Lou Gerstner: I find it hard to think about bad values per se. The problem, as I say, comes when values are simply ignored and not reinforced every day by the internal processes of the company. The fault lies in not demanding adherence to the important values: sensitivity to the marketplace, awareness of competitors, and a willingness to deliver to the customer whatever he or she wants, regardless of what your internal historical assets have been.
In that sort of situation, it’s very hard to change. IBM was enamored with mainframes because mainframes made all the money. But if we were going to change, we had to find a way to take the money away from mainframes and allocate it to something else. So it isn’t what companies say; it’s what they do. Do you think Eastman Kodak didn’t see the move from analog to digital photography? Of course they did. They invented it. But if they had a value—I’m sure they did—of being market sensitive and following the customer, they didn’t follow it. They didn’t make the shift.
The Quarterly: Are there any relevant lessons from your post-IBM experience in the private-equity industry?
Lou Gerstner: I think that private-equity activity tends to come at the end of the corporate cycle, when a company is already in trouble, has been mismanaged, or is an orphan in need of new leadership. So private equity is another outside agent that comes in when management has failed to do what it needs to do.
The Quarterly: Is the management of generational change within a company an important component of adaptability and staying sensitive to the market? Does involving younger people meaningfully in routine decisions help create the right conditions for change?
Lou Gerstner: The problem with all of these things is that there’s a ditch on both sides of the road. I’ve known times in my career when older and wiser heads restrained younger people carried away by short-term dollar signs. So it’s hard to generalize, but certainly you have to listen to all the executive team. Organizations, in my experience, tend to be healthiest where there is a supremacy of ideas, where people are willing to listen to the youngest person in the room—provided, of course, that he or she has the facts.
My successor at IBM has embraced what we called an IBM jam. It goes on for several days; every IBMer could dial in and discuss important topics like cloud computing or mobile computing. That represented a real effort at IBM to tap the ideas of the younger, newer employees, not just the senior executives. Always listening to the younger folks won’t guarantee you the best strategy. But if you don’t listen to them at all, you won’t get it either.
The Quarterly: Do you think ownership structure makes a difference? We’ve noticed that a large proportion of enduring companies have been privately owned.

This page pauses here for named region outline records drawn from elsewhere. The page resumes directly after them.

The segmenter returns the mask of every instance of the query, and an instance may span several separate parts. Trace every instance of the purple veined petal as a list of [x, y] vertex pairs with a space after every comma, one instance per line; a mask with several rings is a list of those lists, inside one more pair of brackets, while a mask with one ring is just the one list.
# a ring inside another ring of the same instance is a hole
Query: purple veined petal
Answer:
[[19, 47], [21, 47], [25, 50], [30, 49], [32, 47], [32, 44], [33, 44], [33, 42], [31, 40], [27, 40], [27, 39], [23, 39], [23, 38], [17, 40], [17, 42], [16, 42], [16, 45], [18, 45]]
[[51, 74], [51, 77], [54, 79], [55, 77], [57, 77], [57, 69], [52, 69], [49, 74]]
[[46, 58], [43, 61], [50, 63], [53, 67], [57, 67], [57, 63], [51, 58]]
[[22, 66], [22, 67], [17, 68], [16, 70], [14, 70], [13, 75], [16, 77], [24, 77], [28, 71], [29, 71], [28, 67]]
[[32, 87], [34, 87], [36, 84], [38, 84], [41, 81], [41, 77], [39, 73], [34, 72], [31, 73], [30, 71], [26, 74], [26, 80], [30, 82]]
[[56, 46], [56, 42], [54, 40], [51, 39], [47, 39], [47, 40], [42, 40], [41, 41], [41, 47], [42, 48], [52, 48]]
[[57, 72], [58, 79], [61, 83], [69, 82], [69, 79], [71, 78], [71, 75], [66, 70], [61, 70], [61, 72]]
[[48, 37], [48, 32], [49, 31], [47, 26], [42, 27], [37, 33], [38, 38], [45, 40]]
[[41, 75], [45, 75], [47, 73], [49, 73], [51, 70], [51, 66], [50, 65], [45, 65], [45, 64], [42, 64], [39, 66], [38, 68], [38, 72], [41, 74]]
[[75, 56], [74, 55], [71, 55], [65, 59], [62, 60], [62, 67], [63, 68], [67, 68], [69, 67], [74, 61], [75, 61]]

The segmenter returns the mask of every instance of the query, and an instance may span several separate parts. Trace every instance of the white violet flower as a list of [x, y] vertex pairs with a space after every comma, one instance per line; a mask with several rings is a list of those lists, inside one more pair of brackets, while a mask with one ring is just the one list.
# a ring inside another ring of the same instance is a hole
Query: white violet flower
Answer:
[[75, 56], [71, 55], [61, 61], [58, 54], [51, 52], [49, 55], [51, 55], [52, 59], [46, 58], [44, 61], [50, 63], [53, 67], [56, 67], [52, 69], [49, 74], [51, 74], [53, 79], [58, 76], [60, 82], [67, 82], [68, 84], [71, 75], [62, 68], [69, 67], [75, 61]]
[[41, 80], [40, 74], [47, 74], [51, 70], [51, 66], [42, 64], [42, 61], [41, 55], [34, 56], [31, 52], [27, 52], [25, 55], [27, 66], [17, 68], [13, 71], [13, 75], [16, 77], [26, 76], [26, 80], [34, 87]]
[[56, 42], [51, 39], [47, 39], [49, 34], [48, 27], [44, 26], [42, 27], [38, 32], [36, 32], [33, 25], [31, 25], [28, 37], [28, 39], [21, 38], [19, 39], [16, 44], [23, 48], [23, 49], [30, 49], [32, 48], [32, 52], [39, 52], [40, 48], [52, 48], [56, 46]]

Lou Gerstner: There are obviously many more private companies than public companies, certainly in the United States, so you would probably expect this outcome. One thing I would say, though, is that the preoccupation with short-term earnings in the public-company environment—not something private companies are so concerned with—is quite destructive of longevity.

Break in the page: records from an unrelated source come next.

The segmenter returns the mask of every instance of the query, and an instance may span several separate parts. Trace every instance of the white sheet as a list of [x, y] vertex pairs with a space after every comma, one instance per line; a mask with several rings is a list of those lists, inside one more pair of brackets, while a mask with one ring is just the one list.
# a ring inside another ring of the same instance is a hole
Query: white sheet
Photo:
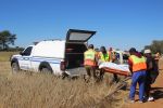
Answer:
[[104, 67], [129, 72], [129, 66], [128, 65], [117, 65], [117, 64], [109, 63], [109, 62], [101, 63], [99, 65], [99, 68], [104, 68]]

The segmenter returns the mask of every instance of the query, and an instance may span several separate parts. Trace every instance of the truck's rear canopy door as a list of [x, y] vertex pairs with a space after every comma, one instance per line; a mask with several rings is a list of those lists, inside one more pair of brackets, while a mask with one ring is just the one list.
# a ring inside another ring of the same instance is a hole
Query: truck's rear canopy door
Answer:
[[70, 29], [66, 35], [66, 42], [87, 42], [96, 31]]

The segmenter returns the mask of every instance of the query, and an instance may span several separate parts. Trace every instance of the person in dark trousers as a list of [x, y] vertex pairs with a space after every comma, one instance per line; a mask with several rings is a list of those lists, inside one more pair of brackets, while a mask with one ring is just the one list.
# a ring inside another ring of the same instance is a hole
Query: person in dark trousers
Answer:
[[96, 76], [97, 53], [93, 50], [93, 44], [90, 44], [88, 46], [88, 50], [84, 53], [84, 65], [85, 65], [87, 77], [88, 77], [85, 79], [87, 81], [89, 81], [91, 78], [96, 80], [97, 79], [97, 76]]
[[[111, 63], [114, 63], [115, 62], [115, 54], [113, 52], [113, 49], [110, 48], [109, 49], [109, 57], [110, 57], [110, 62]], [[113, 82], [118, 82], [118, 78], [117, 78], [117, 75], [116, 73], [113, 73]]]
[[147, 64], [146, 58], [139, 54], [135, 48], [129, 50], [130, 56], [128, 58], [129, 70], [131, 71], [131, 84], [129, 99], [130, 103], [135, 102], [135, 93], [137, 83], [139, 84], [139, 102], [143, 103], [145, 96], [145, 81]]
[[145, 97], [148, 102], [154, 100], [153, 96], [151, 95], [151, 84], [154, 83], [156, 77], [159, 76], [158, 65], [152, 57], [150, 50], [145, 50], [146, 63], [147, 63], [147, 77], [146, 77], [146, 84], [145, 84]]
[[[110, 56], [104, 46], [100, 48], [100, 53], [98, 55], [98, 58], [99, 58], [99, 65], [101, 63], [109, 62]], [[103, 76], [104, 76], [104, 70], [100, 69], [100, 80], [103, 80]]]

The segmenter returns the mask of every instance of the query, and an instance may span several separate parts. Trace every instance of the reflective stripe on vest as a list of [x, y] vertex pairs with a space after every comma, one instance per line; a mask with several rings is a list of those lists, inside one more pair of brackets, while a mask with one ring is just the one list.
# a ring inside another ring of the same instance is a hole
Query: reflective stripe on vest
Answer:
[[85, 52], [85, 63], [87, 66], [96, 66], [96, 52], [93, 50], [88, 50]]
[[133, 62], [133, 72], [147, 69], [146, 58], [143, 56], [139, 58], [131, 55], [129, 59]]
[[109, 54], [102, 54], [102, 52], [100, 52], [100, 60], [101, 62], [109, 62]]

And that’s a bad thing. Who says the analysts are right when they mark down a company’s stock just because it makes 89 cents in the first quarter rather than the 93 forecast by the market? Are they thinking about the long-term competitiveness of the company? Are they thinking this would have been a good time to reinvest, or are they just churning out numbers and saying they want earnings per share to go up every quarter? This kind of short-term pressure on current earnings can lead to underinvestment in the long-term competitiveness of a business.

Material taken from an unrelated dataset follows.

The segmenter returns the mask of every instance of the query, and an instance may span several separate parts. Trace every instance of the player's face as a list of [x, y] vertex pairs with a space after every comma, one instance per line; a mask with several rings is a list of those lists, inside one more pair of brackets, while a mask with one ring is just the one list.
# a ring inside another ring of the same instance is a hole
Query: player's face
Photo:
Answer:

It’s very interesting to me that a company like Amazon has been able to convince the world that it doesn’t have to make meaningful earnings, because it’s investing for the future—building warehouses and building distribution and building hardware and software applications. It’s so rare to see that happening. It’s like they’re acting like a private company. It could be that private companies can operate without the pressure of trade-offs of short- and long-term investment and performance.